Dealing with the commenters consumes an inordinate amount of the commission’s time and resources, mental and otherwise. They’ve changed the rules — pushing the main comment session to the end of the meeting, no longer broadcasting that portion on the city’s YouTube channel. And they’re fighting a lawsuit from another notorious commenter, Justin Spiehs, who says his First Amendment rights have been curtailed by the commission for being a “troublemaker and instigator” at meetings.
It all resembles a real-life “denial of service” attack — that form of cyber-hacking that shuts down websites by flooding them with an overflow of useful traffic.
And you have to ask: Why would anybody sign up for public service, simply to endure all this?
Commissioner Amber Sellers won’t. She announced last week that she’ll no longer sit through the end-of-meeting comment sessions — instead, she’ll witness them from an “alternative location.”

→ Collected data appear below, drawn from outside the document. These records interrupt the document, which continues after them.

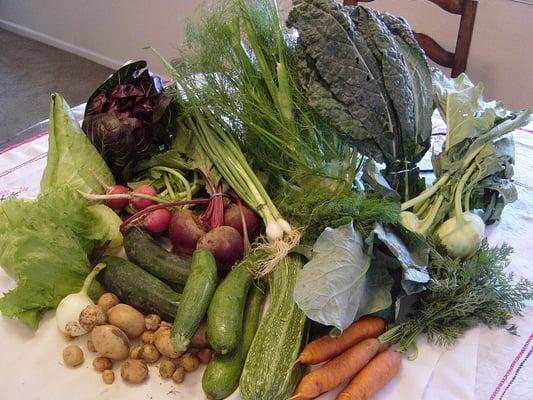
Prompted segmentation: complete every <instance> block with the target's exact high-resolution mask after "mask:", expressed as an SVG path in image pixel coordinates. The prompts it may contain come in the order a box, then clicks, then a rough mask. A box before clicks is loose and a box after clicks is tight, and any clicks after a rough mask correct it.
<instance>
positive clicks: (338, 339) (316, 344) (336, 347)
mask: <svg viewBox="0 0 533 400" xmlns="http://www.w3.org/2000/svg"><path fill="white" fill-rule="evenodd" d="M384 329H385V321H383V320H382V319H381V318H377V317H368V318H365V319H360V320H359V321H357V322H354V323H353V324H351V325H350V326H349V327H348V328H346V329H345V330H344V332H342V334H341V335H340V336H337V337H331V336H322V337H321V338H318V339H316V340H313V341H312V342H310V343H308V344H307V345H306V346H305V348H304V349H303V351H302V352H301V353H300V357H299V358H298V361H300V363H302V364H318V363H321V362H323V361H326V360H329V359H330V358H331V357H335V356H338V355H339V354H341V353H342V352H344V351H345V350H346V349H349V348H350V347H352V346H354V345H356V344H357V343H359V342H360V341H361V340H364V339H368V338H375V337H378V336H379V335H380V334H381V333H383V330H384Z"/></svg>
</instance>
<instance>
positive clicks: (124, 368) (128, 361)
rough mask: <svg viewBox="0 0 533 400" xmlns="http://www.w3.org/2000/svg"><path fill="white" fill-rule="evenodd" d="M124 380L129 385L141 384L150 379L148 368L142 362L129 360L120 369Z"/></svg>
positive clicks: (142, 361) (121, 375)
mask: <svg viewBox="0 0 533 400" xmlns="http://www.w3.org/2000/svg"><path fill="white" fill-rule="evenodd" d="M120 375H121V376H122V379H124V380H125V381H126V382H129V383H141V382H144V380H146V378H147V377H148V367H147V366H146V364H145V363H144V361H142V360H132V359H128V360H126V361H124V362H123V363H122V366H121V367H120Z"/></svg>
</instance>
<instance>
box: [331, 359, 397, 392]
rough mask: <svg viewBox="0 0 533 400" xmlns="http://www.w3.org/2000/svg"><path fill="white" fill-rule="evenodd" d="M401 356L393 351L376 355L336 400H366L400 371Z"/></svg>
mask: <svg viewBox="0 0 533 400" xmlns="http://www.w3.org/2000/svg"><path fill="white" fill-rule="evenodd" d="M401 359H402V357H401V355H400V353H398V352H395V351H384V352H383V353H380V354H378V355H377V356H376V357H375V358H374V359H373V360H372V361H370V363H368V365H367V366H366V367H364V368H363V369H362V370H361V371H360V372H359V373H358V374H357V375H356V376H355V378H353V380H352V381H351V382H350V383H349V384H348V386H346V387H345V388H344V389H343V391H342V392H340V394H339V395H338V396H337V399H336V400H368V399H370V398H372V396H374V394H376V393H377V392H378V391H379V390H380V389H381V388H382V387H384V386H385V385H386V384H387V383H388V382H389V381H390V380H391V379H392V378H393V377H394V376H395V375H396V374H397V373H398V371H399V370H400V365H401Z"/></svg>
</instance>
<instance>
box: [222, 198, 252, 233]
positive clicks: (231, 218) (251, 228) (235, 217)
mask: <svg viewBox="0 0 533 400" xmlns="http://www.w3.org/2000/svg"><path fill="white" fill-rule="evenodd" d="M240 209H242V217H244V222H245V223H246V231H247V232H248V237H249V238H250V239H253V238H254V237H255V236H257V234H258V233H259V223H260V221H259V216H258V215H257V214H256V213H255V212H254V211H253V210H251V209H250V208H248V207H246V206H245V205H242V206H241V207H239V206H238V205H237V204H232V205H230V206H229V207H228V208H227V209H226V211H225V212H224V225H227V226H231V227H232V228H235V229H236V230H237V231H238V232H239V233H240V234H241V235H242V234H243V228H242V217H241V211H240Z"/></svg>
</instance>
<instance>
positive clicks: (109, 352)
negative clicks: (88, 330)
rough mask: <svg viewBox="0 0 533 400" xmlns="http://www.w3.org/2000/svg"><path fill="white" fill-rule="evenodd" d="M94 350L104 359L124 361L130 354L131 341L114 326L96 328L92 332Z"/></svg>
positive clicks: (117, 328)
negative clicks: (122, 360)
mask: <svg viewBox="0 0 533 400" xmlns="http://www.w3.org/2000/svg"><path fill="white" fill-rule="evenodd" d="M91 340H92V341H93V344H94V348H95V349H96V351H97V352H98V354H99V355H101V356H102V357H107V358H110V359H112V360H124V359H125V358H127V357H128V355H129V352H130V341H129V339H128V337H127V336H126V334H125V333H124V332H122V331H121V330H120V329H119V328H117V327H116V326H113V325H99V326H95V327H94V329H93V330H92V332H91Z"/></svg>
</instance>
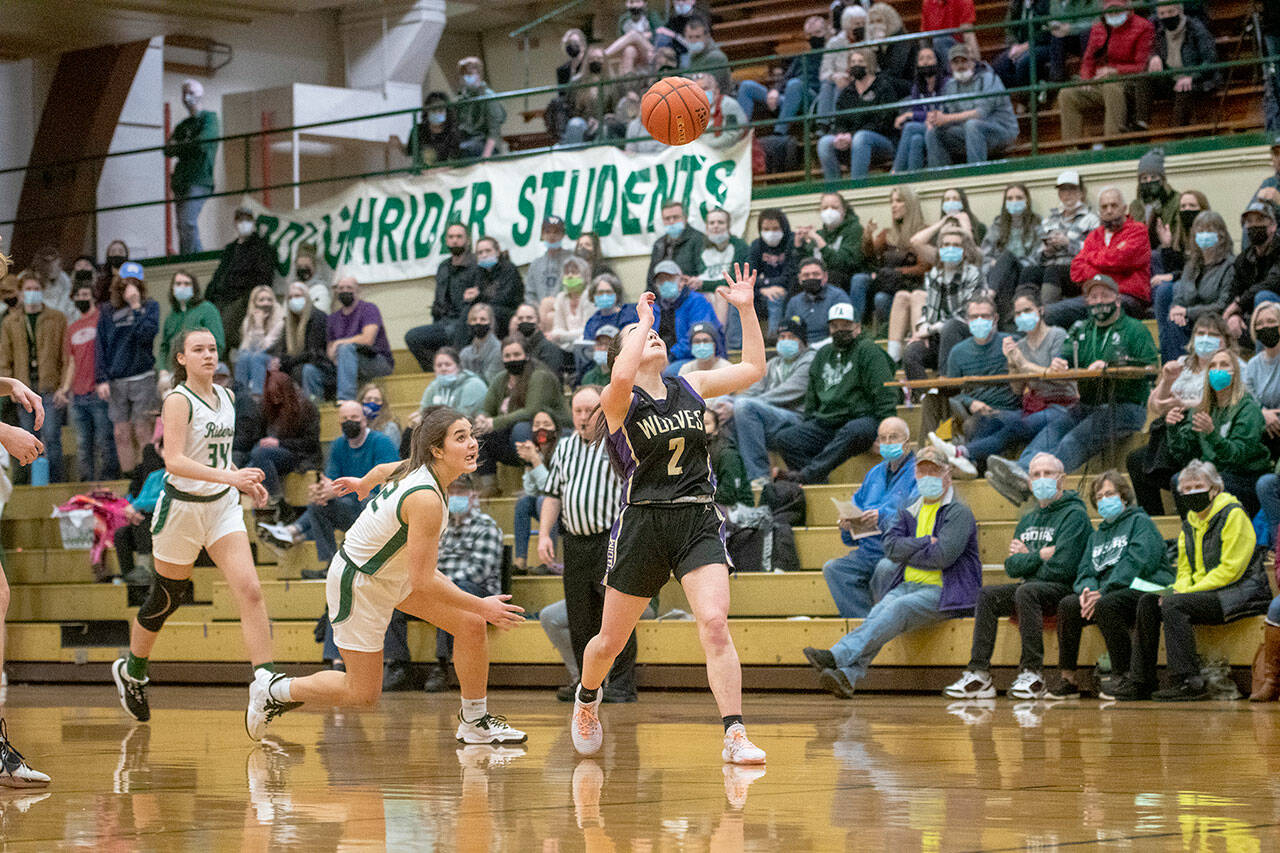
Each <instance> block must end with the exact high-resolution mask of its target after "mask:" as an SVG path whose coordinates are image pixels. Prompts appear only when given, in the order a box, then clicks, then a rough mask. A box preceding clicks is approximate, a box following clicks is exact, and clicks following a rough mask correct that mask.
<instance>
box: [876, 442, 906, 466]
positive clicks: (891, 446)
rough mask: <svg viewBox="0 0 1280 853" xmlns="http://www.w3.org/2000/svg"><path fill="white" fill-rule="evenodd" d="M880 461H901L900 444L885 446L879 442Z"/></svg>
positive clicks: (900, 442) (901, 455) (894, 444)
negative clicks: (880, 451) (881, 459)
mask: <svg viewBox="0 0 1280 853" xmlns="http://www.w3.org/2000/svg"><path fill="white" fill-rule="evenodd" d="M879 447H881V459H882V460H884V461H886V462H892V461H893V460H896V459H902V442H897V443H896V444H886V443H883V442H881V446H879Z"/></svg>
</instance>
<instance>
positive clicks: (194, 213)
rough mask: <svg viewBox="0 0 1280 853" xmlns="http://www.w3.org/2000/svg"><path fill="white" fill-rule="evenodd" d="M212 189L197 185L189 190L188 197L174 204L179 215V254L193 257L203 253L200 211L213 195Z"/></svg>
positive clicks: (182, 196) (178, 235) (187, 191)
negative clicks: (211, 196)
mask: <svg viewBox="0 0 1280 853" xmlns="http://www.w3.org/2000/svg"><path fill="white" fill-rule="evenodd" d="M212 192H214V188H212V187H201V186H198V184H195V186H192V187H189V188H188V190H187V195H186V196H182V197H180V199H178V200H177V201H175V202H174V207H177V214H178V254H179V255H191V254H192V252H202V251H205V250H204V247H202V246H201V245H200V209H201V207H204V206H205V202H206V201H209V196H210V195H212Z"/></svg>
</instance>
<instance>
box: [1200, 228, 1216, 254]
mask: <svg viewBox="0 0 1280 853" xmlns="http://www.w3.org/2000/svg"><path fill="white" fill-rule="evenodd" d="M1196 245H1197V246H1199V247H1201V250H1204V248H1213V247H1215V246H1217V232H1216V231H1197V232H1196Z"/></svg>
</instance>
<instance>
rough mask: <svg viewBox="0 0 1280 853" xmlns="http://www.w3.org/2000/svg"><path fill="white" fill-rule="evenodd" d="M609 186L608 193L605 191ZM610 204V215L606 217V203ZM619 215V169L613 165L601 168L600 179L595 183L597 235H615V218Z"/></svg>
mask: <svg viewBox="0 0 1280 853" xmlns="http://www.w3.org/2000/svg"><path fill="white" fill-rule="evenodd" d="M605 186H608V191H605ZM605 201H608V202H609V215H608V216H605V215H604V202H605ZM617 214H618V168H617V167H616V165H613V164H612V163H607V164H604V165H603V167H600V179H599V181H596V182H595V215H594V216H593V219H594V220H595V233H596V234H598V236H600V237H608V236H609V234H612V233H613V218H614V216H616V215H617Z"/></svg>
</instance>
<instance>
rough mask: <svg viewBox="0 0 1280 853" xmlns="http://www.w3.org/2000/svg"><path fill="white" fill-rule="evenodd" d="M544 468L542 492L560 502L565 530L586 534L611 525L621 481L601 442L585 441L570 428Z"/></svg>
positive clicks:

On Tuesday, Eravi seemed to take that personally.
“How come you can’t make your commissioner stay out here?” he asked Littlejohn as Sellers exited the commission room before public comment started. A few minutes later, Eravi was himself forced to leave.
Civility can be overrated in a democracy. The rules of polite discourse can get in the way of making necessary changes. But if incivility is itself the point — and it sure looked that way on Tuesday night — all then democracy takes a back seat. All that’s left is nihilism.